Contributing to the Hub
Parsers, Scenarios, and Collections allow the CrowdSec Security Engine
to detect and block malevolent behavior. Supporting new services or improving the detection capabilities on existing software is a great way to contribute to the CrowdSec ecosystem.
Sharing your parsers, scenarios and collections on the hub allows other users to use them to protect themselves.
Communication
The main communication channels for hub contributions are:
- Discord: Best for live interactions and quick questions about hub development
- Discourse: Great for discussing ideas, suggesting improvements, or asking detailed questions
- GitHub Issues: Use for bug reports and feature requests
Getting Started
Anyone can open an issue about parsers/scenarios, or contribute a change with a pull request (PR) to the crowdsecurity/hub GitHub repository. You need to be comfortable with git and GitHub to work effectively.
Find something to work on
Here are some things you can do today to start contributing:
- Help improve existing parsers and scenarios
- Add support for new services and applications
- Create comprehensive test coverage
- Help triage issues and review pull requests
- Improve documentation and examples
Find a good first topic
The hub repository has beginner-friendly issues that are a great place to get started:
- Look for issues labeled
good first issue
- these don't require high-level CrowdSec knowledge - Issues labeled
help wanted
indicate that community help is particularly welcome
Prerequisites
Before contributing, make sure you have:
- Basic understanding of YAML syntax
- Familiarity with grok patterns (for parsers)

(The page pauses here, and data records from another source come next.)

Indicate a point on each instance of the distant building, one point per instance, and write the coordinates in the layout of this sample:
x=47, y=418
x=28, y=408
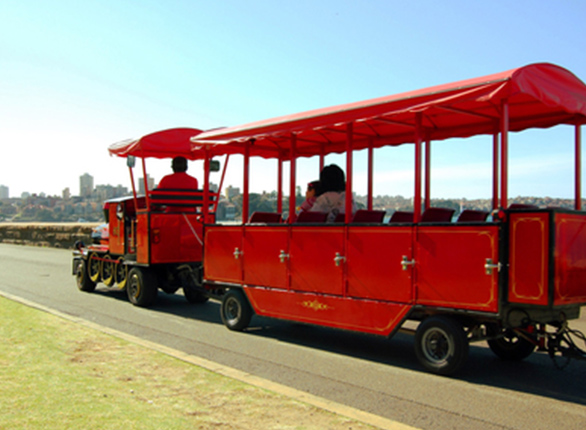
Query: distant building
x=86, y=185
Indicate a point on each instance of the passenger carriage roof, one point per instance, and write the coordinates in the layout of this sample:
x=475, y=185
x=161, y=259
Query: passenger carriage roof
x=161, y=144
x=539, y=95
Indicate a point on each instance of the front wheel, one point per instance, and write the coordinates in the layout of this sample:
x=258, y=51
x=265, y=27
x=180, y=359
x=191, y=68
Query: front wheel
x=441, y=345
x=141, y=287
x=235, y=311
x=82, y=278
x=511, y=346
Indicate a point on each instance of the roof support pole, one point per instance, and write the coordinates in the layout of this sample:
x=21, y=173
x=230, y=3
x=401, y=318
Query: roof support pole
x=578, y=161
x=206, y=185
x=427, y=203
x=146, y=184
x=370, y=175
x=280, y=185
x=349, y=146
x=292, y=181
x=418, y=172
x=495, y=171
x=246, y=182
x=504, y=153
x=133, y=188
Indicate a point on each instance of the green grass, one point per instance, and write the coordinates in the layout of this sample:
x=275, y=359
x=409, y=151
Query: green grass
x=55, y=374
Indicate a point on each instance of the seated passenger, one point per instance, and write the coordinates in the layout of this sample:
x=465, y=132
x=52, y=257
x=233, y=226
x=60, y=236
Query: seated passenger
x=333, y=187
x=178, y=179
x=311, y=194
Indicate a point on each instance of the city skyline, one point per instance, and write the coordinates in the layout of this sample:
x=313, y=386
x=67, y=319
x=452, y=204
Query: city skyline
x=76, y=79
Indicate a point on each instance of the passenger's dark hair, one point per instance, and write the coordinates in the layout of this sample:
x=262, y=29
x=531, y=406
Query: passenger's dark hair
x=332, y=178
x=316, y=186
x=179, y=164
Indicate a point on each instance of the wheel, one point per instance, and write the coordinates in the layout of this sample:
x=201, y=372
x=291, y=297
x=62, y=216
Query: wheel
x=121, y=273
x=193, y=296
x=141, y=287
x=441, y=345
x=84, y=283
x=235, y=310
x=108, y=271
x=94, y=267
x=511, y=347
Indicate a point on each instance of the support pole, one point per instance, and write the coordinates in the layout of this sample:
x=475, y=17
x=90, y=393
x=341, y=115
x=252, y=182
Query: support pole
x=495, y=171
x=427, y=203
x=292, y=181
x=370, y=175
x=246, y=182
x=418, y=172
x=280, y=186
x=349, y=146
x=146, y=184
x=206, y=186
x=504, y=154
x=578, y=161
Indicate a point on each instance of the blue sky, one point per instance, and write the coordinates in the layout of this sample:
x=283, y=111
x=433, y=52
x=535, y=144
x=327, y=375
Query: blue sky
x=78, y=76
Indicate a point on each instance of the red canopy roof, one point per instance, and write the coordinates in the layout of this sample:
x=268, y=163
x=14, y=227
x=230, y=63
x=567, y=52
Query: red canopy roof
x=161, y=144
x=538, y=95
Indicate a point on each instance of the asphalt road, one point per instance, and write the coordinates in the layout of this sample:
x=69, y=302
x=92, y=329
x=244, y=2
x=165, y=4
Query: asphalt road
x=377, y=375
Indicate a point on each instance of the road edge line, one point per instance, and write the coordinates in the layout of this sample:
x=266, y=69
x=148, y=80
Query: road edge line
x=248, y=378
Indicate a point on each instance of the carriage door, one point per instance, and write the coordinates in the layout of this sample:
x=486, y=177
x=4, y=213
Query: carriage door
x=457, y=266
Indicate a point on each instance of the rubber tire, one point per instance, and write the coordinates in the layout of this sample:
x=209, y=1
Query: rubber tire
x=108, y=272
x=235, y=311
x=511, y=347
x=441, y=345
x=121, y=274
x=94, y=267
x=82, y=278
x=141, y=287
x=194, y=297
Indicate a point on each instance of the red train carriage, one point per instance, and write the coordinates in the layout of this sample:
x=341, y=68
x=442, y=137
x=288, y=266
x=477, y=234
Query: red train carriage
x=155, y=241
x=513, y=278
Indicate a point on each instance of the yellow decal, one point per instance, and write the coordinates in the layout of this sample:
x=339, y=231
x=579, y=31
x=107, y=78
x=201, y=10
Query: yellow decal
x=315, y=305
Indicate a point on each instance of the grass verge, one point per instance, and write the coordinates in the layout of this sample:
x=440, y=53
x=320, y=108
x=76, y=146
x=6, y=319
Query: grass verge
x=56, y=374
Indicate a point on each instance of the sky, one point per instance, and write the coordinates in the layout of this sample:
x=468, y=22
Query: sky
x=76, y=77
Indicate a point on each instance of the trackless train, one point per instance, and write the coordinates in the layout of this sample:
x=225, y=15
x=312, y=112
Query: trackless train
x=513, y=277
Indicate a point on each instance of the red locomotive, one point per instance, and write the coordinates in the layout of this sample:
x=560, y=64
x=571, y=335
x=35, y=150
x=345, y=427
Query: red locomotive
x=155, y=241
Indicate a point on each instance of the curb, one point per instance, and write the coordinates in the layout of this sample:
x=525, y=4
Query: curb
x=337, y=408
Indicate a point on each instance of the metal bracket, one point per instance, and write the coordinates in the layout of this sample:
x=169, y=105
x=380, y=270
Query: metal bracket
x=339, y=259
x=283, y=256
x=405, y=262
x=490, y=266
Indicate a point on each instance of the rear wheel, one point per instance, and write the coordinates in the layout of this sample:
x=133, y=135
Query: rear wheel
x=511, y=346
x=235, y=311
x=108, y=271
x=94, y=267
x=84, y=283
x=121, y=273
x=141, y=287
x=441, y=345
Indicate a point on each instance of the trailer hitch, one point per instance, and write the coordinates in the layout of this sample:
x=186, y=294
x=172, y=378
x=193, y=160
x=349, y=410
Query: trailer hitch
x=562, y=347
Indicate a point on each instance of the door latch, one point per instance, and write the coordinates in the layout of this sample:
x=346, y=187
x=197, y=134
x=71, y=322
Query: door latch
x=405, y=262
x=490, y=266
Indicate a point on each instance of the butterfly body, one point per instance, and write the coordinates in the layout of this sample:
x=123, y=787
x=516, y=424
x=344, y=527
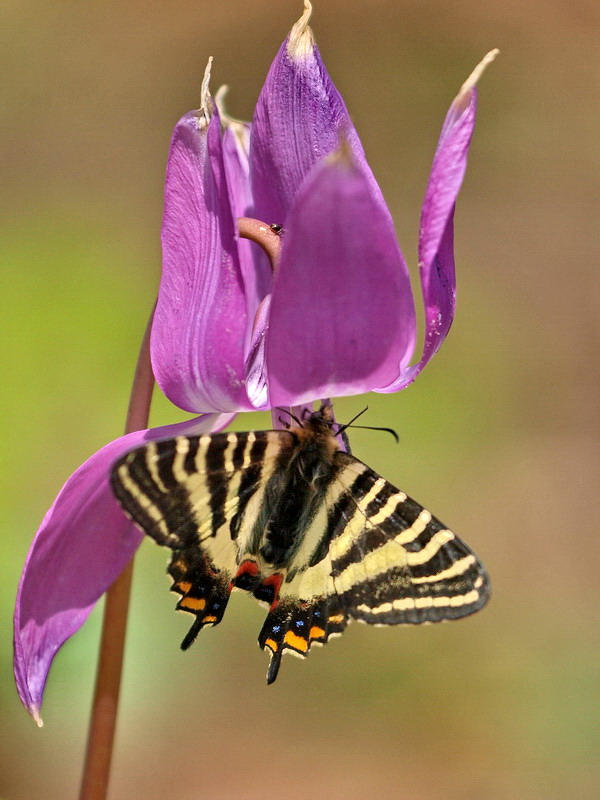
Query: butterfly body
x=309, y=530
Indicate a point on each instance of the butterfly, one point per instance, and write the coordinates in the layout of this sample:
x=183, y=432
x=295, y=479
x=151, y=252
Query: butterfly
x=305, y=527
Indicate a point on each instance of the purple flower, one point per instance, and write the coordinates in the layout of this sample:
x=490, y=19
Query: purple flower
x=335, y=318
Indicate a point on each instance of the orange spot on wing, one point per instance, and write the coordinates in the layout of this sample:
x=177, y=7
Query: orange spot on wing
x=297, y=642
x=248, y=567
x=192, y=603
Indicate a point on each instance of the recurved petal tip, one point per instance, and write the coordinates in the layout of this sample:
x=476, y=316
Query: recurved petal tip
x=35, y=714
x=301, y=38
x=461, y=101
x=82, y=545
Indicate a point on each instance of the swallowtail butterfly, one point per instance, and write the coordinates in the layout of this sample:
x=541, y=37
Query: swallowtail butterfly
x=306, y=528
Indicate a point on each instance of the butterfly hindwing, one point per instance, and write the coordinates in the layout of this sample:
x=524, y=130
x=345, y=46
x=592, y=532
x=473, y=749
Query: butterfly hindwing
x=309, y=530
x=190, y=495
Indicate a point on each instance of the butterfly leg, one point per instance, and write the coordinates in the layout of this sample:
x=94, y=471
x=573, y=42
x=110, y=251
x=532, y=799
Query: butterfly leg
x=205, y=590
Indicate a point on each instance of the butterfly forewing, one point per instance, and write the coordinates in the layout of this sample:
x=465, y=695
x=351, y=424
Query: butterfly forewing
x=393, y=562
x=190, y=494
x=309, y=530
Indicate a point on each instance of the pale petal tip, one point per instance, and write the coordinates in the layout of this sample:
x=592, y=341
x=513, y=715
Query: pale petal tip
x=205, y=98
x=301, y=39
x=343, y=154
x=479, y=70
x=35, y=714
x=461, y=100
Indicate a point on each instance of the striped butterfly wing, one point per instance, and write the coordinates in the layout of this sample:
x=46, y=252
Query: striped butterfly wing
x=373, y=554
x=190, y=494
x=392, y=561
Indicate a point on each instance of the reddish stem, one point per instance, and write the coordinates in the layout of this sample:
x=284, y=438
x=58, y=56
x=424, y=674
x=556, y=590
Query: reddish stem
x=96, y=771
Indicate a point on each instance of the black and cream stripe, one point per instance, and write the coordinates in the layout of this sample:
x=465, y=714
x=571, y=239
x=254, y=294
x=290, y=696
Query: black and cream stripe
x=306, y=528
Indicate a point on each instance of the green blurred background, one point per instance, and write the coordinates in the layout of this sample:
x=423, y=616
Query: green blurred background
x=499, y=436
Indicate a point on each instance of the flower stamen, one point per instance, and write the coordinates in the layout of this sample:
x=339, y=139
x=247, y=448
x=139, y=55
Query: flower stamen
x=266, y=236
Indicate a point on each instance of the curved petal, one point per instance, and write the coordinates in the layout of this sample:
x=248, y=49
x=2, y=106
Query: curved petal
x=82, y=545
x=255, y=267
x=342, y=316
x=436, y=234
x=200, y=323
x=299, y=118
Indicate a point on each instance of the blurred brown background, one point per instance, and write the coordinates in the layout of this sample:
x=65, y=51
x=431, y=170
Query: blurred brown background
x=499, y=437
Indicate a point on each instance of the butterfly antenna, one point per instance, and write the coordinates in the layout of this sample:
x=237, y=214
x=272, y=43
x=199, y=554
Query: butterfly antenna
x=289, y=413
x=342, y=428
x=386, y=430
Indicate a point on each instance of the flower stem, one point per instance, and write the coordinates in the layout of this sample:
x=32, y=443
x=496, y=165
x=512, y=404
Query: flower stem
x=96, y=771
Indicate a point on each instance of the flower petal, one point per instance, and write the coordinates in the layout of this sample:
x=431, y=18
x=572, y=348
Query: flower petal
x=436, y=235
x=342, y=317
x=254, y=264
x=201, y=321
x=299, y=118
x=82, y=545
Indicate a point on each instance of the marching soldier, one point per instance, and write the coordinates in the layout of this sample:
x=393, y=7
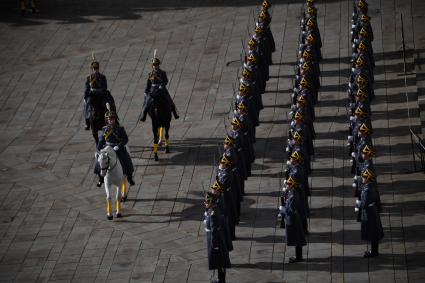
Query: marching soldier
x=115, y=136
x=290, y=211
x=218, y=255
x=369, y=207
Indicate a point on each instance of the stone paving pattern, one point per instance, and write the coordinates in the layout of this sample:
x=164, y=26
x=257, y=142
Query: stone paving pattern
x=53, y=226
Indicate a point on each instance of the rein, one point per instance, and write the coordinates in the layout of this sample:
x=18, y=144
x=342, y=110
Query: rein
x=107, y=166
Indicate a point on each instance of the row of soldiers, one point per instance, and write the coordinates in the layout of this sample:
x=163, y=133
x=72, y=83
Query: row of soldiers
x=294, y=208
x=223, y=201
x=361, y=94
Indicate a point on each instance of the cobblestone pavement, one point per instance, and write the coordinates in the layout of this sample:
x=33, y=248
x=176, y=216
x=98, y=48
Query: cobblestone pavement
x=53, y=225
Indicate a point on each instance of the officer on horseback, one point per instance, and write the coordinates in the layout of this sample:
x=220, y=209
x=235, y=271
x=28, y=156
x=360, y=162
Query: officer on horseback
x=115, y=136
x=158, y=104
x=96, y=96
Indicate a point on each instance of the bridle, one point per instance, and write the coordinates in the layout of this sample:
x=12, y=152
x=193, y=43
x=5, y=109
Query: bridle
x=107, y=166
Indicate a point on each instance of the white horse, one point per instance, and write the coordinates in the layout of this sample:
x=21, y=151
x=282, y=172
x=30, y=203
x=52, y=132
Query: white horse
x=111, y=170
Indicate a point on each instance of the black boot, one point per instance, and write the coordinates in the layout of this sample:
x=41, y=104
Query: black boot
x=221, y=275
x=130, y=180
x=298, y=255
x=100, y=182
x=374, y=250
x=144, y=114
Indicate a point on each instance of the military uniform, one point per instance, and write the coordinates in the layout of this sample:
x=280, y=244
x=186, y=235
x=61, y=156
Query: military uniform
x=218, y=255
x=116, y=137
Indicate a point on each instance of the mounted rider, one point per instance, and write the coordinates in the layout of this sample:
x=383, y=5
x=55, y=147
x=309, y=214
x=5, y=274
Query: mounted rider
x=159, y=105
x=115, y=136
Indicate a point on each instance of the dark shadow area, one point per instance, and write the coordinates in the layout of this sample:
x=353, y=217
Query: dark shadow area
x=76, y=11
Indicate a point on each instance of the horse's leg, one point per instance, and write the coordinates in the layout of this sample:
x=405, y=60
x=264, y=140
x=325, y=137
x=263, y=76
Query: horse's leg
x=118, y=202
x=167, y=139
x=155, y=138
x=161, y=135
x=108, y=201
x=124, y=189
x=94, y=132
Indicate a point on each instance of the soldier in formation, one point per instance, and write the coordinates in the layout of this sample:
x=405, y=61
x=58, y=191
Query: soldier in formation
x=360, y=92
x=294, y=208
x=238, y=147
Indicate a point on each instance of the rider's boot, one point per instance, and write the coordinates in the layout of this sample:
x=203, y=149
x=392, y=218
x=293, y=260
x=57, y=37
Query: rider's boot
x=123, y=190
x=167, y=145
x=155, y=152
x=161, y=135
x=109, y=210
x=118, y=205
x=100, y=182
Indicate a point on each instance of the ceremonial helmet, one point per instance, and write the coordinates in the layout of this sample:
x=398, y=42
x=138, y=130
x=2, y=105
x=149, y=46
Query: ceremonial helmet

- Git and GitHub knowledge
- A local CrowdSec installation for testing (optional but recommended)
Contribution Workflow
The basic workflow for contributing:
- Have a look at open issues and pull requests
- Fork and clone the hub repository
- Create/Modify parsers/scenarios/collections
- Create/Modify tests to ensure proper coverage
- Open a pull request
Testing
Before submitting your contribution, ensure proper testing using cscli hubtest
:
Local Testing with cscli hubtest
cscli hubtest
is the primary tool for testing hub components. It creates tests for parsers, scenarios, and collections.
1. Create a test
# Create a test for a parser
cscli hubtest create my-parser-test --type syslog
# Create a test for a scenario (skip parser testing)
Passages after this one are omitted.